03/16 2025
435
Recently, Xpeng, a leading representative of China's burgeoning automotive industry, unveiled its latest flagship model, the G9.
This vehicle showcases a notable advancement: its autonomous driving capabilities have undergone a significant transformation. All variants have ditched LiDAR in favor of a sophisticated setup comprising 11 cameras, 3 millimeter-wave radars, and 12 ultrasonic radars, powered by dual NVIDIA Orin-X chips (boasting 508 TOPS of computing power).
Xpeng terms this innovative approach Turing AI Intelligent Driving.
Upon witnessing this camera-centric strategy, does a familiar scenario come to mind? Isn't this reminiscent of Tesla's approach?
Initially, when Tesla transitioned to a camera-only setup and eliminated LiDAR last year, domestic netizens and automotive companies expressed skepticism, arguing that LiDAR-based systems were far more reliable than camera-based ones.
They contended that cameras struggle with obstacle distance judgment and perform poorly in low-light conditions. Conversely, LiDAR does not face these challenges and offers distinct advantages, making it the superior choice for autonomous vehicles.
Surprisingly, Xpeng, now a pioneer in China's autonomous driving sector, has also embraced the LiDAR-less path.

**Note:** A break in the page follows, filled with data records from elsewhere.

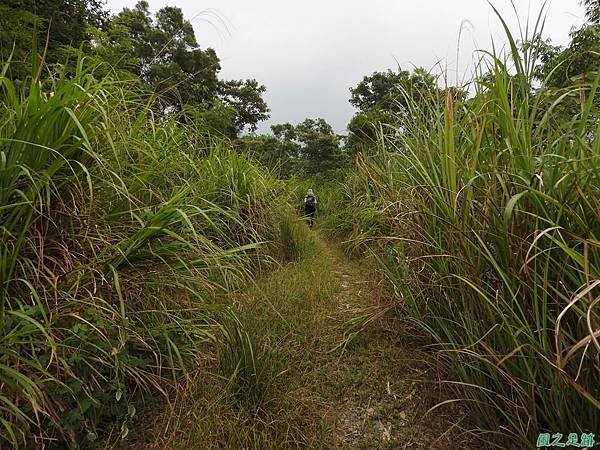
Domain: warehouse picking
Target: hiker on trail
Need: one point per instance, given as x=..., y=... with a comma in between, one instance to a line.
x=310, y=206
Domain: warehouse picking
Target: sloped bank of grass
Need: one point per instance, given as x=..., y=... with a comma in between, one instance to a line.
x=484, y=216
x=116, y=232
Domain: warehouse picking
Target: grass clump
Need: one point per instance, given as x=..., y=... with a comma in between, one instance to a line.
x=490, y=211
x=117, y=230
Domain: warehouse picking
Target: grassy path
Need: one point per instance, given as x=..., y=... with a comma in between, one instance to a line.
x=334, y=369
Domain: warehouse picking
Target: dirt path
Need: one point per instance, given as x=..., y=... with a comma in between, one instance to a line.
x=336, y=369
x=377, y=382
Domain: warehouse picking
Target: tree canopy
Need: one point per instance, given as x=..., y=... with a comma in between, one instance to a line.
x=161, y=50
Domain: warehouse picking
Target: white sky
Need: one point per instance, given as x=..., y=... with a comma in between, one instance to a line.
x=309, y=53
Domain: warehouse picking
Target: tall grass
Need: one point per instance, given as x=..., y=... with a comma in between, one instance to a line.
x=117, y=228
x=490, y=211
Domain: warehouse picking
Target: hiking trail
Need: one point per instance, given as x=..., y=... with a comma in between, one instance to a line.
x=341, y=371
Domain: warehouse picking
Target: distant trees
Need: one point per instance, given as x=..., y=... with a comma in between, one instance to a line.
x=385, y=101
x=307, y=148
x=160, y=50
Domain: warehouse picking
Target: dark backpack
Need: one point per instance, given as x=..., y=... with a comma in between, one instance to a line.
x=310, y=201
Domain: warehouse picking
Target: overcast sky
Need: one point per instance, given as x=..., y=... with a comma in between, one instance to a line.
x=309, y=53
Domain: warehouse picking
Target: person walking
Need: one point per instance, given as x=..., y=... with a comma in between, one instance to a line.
x=310, y=206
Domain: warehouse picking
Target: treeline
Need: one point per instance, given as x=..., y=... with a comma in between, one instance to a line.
x=126, y=219
x=482, y=211
x=158, y=51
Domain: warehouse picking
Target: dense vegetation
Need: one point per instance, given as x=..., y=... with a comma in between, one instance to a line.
x=134, y=210
x=484, y=214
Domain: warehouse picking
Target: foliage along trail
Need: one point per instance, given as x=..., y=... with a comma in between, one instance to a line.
x=334, y=369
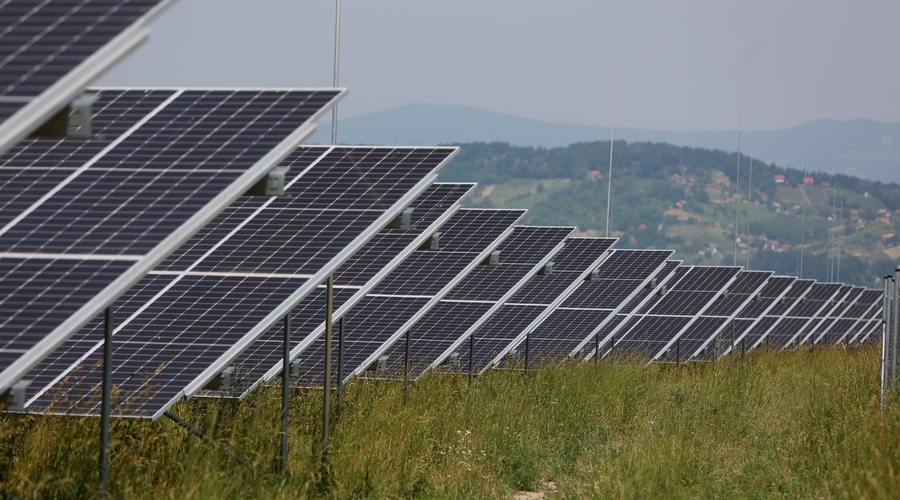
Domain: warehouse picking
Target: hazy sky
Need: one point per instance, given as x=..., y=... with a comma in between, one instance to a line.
x=675, y=65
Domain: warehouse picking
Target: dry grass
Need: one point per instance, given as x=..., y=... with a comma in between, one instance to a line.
x=793, y=424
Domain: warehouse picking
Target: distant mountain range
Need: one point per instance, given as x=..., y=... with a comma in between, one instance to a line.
x=863, y=148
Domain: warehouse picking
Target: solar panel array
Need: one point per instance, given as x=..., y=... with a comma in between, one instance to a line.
x=220, y=289
x=132, y=198
x=50, y=51
x=472, y=302
x=87, y=221
x=397, y=304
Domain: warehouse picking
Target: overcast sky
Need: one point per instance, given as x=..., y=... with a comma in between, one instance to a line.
x=675, y=65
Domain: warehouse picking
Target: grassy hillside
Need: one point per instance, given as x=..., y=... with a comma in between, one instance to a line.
x=796, y=424
x=689, y=200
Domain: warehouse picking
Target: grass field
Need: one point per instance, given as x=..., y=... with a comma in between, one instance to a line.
x=796, y=424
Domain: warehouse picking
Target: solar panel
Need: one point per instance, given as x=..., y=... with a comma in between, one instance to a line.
x=381, y=256
x=868, y=307
x=569, y=329
x=49, y=51
x=251, y=299
x=800, y=316
x=466, y=240
x=479, y=295
x=758, y=334
x=572, y=265
x=127, y=206
x=720, y=317
x=656, y=327
x=605, y=337
x=822, y=332
x=736, y=335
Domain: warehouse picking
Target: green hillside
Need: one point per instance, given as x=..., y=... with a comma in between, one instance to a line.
x=685, y=199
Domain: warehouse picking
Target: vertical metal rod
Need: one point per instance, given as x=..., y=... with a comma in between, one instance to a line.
x=406, y=370
x=197, y=432
x=527, y=350
x=737, y=191
x=895, y=327
x=285, y=385
x=471, y=357
x=802, y=221
x=340, y=365
x=326, y=382
x=885, y=328
x=732, y=336
x=749, y=204
x=106, y=401
x=612, y=134
x=337, y=66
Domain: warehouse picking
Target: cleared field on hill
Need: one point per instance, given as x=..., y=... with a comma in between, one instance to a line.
x=803, y=423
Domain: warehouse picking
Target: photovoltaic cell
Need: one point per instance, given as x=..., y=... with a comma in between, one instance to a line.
x=48, y=51
x=177, y=336
x=465, y=240
x=571, y=266
x=125, y=219
x=377, y=256
x=568, y=330
x=659, y=323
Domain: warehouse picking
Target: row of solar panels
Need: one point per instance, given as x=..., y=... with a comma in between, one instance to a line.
x=140, y=206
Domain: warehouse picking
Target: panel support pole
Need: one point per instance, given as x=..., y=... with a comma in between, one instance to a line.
x=527, y=350
x=471, y=357
x=285, y=386
x=200, y=434
x=326, y=380
x=406, y=370
x=340, y=366
x=105, y=402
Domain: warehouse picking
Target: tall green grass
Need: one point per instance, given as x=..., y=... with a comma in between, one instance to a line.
x=797, y=424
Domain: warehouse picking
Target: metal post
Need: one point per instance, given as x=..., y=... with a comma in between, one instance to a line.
x=285, y=385
x=527, y=350
x=406, y=370
x=106, y=401
x=885, y=335
x=337, y=66
x=732, y=336
x=471, y=357
x=197, y=432
x=326, y=393
x=895, y=327
x=340, y=365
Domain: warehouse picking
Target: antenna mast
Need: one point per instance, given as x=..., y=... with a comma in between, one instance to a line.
x=737, y=184
x=337, y=66
x=612, y=134
x=749, y=203
x=802, y=219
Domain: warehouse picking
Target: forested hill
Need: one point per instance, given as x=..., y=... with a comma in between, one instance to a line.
x=684, y=198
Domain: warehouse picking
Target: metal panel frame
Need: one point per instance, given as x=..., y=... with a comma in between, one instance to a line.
x=696, y=317
x=550, y=308
x=759, y=318
x=44, y=106
x=490, y=312
x=359, y=370
x=168, y=245
x=363, y=291
x=596, y=331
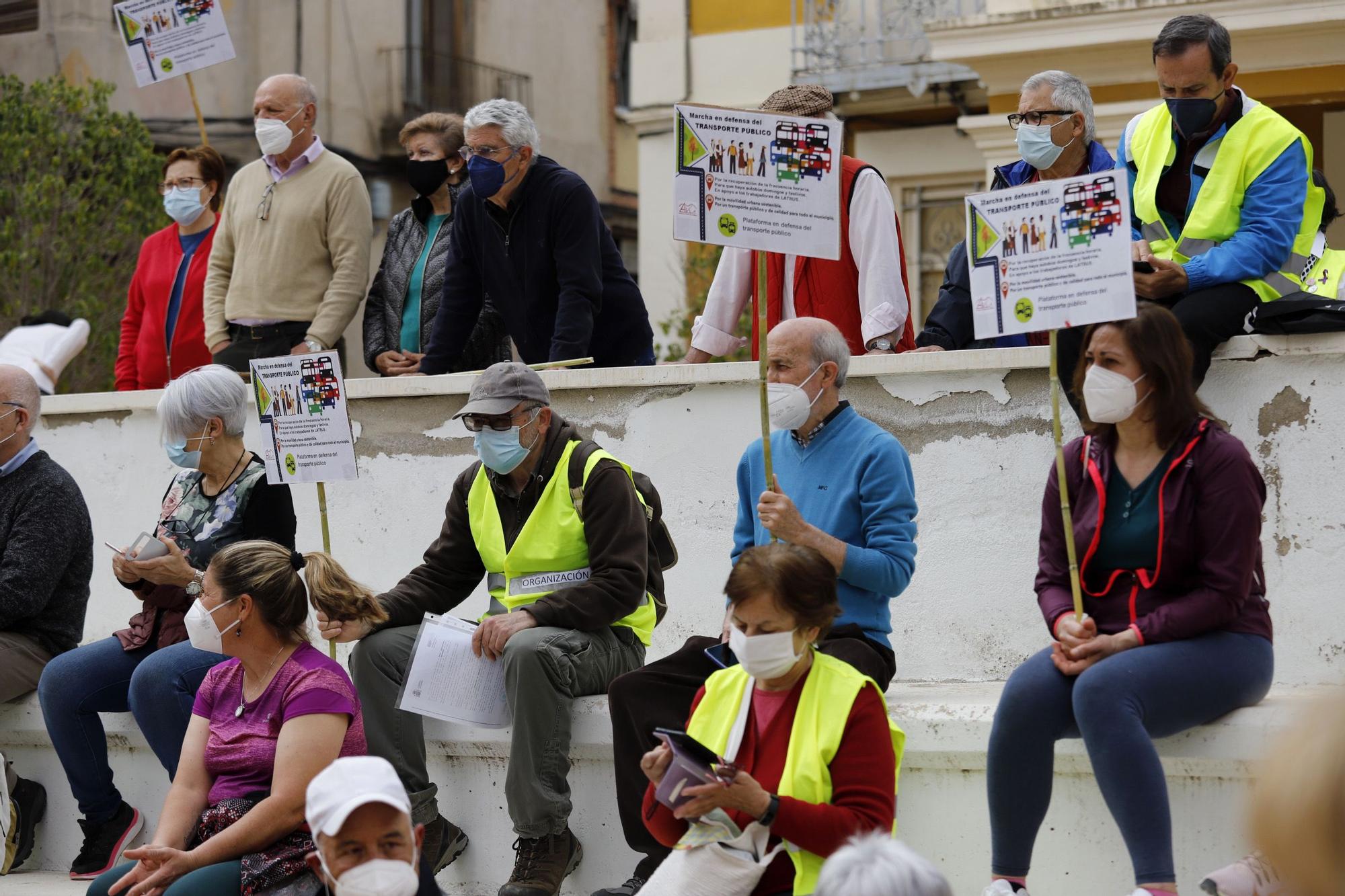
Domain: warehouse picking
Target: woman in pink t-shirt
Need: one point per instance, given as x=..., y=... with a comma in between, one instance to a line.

In fact, Xpeng is not alone. Huawei has previously introduced a pure vision autonomous driving solution, and other automotive companies are swiftly following suit. Industry analysts predict that in the future, an increasing number of vehicles will adopt the camera-centric approach, while the use of LiDAR will decline.
It is evident that Chinese automotive companies are converging on a similar trajectory in autonomous driving technology: initially criticizing Tesla, then learning from it, and ultimately aiming to become the next Tesla.
Why is this trend unfolding? The reason is straightforward.
Previously, LiDAR was essential due to the limitations of autonomous driving algorithms. With LiDAR, the algorithm could be relatively simpler, thus utilizing powerful hardware to compensate for algorithmic shortcomings, despite the higher cost of LiDAR.
However, in the current era of AI, algorithms have become less daunting thanks to various large AI models. Additionally, as cameras continue to advance and ISP functions are enhanced, they can now capture information in dark environments. Furthermore, the integration of AI enables them to process obstacle distances effectively.
Consequently, the advantages of LiDAR have been relatively diminished, while the disadvantages of cameras are no longer as pronounced.
Moreover, cameras are significantly cheaper than LiDAR, prompting automakers to follow Tesla's footsteps and gradually shift away from LiDAR towards a camera-only solution.
Of course, this shift does not imply that LiDAR will become obsolete in the future. Different automotive companies will make their own choices, and LiDAR will continue to offer unique advantages, remaining a crucial component in autonomous driving technology.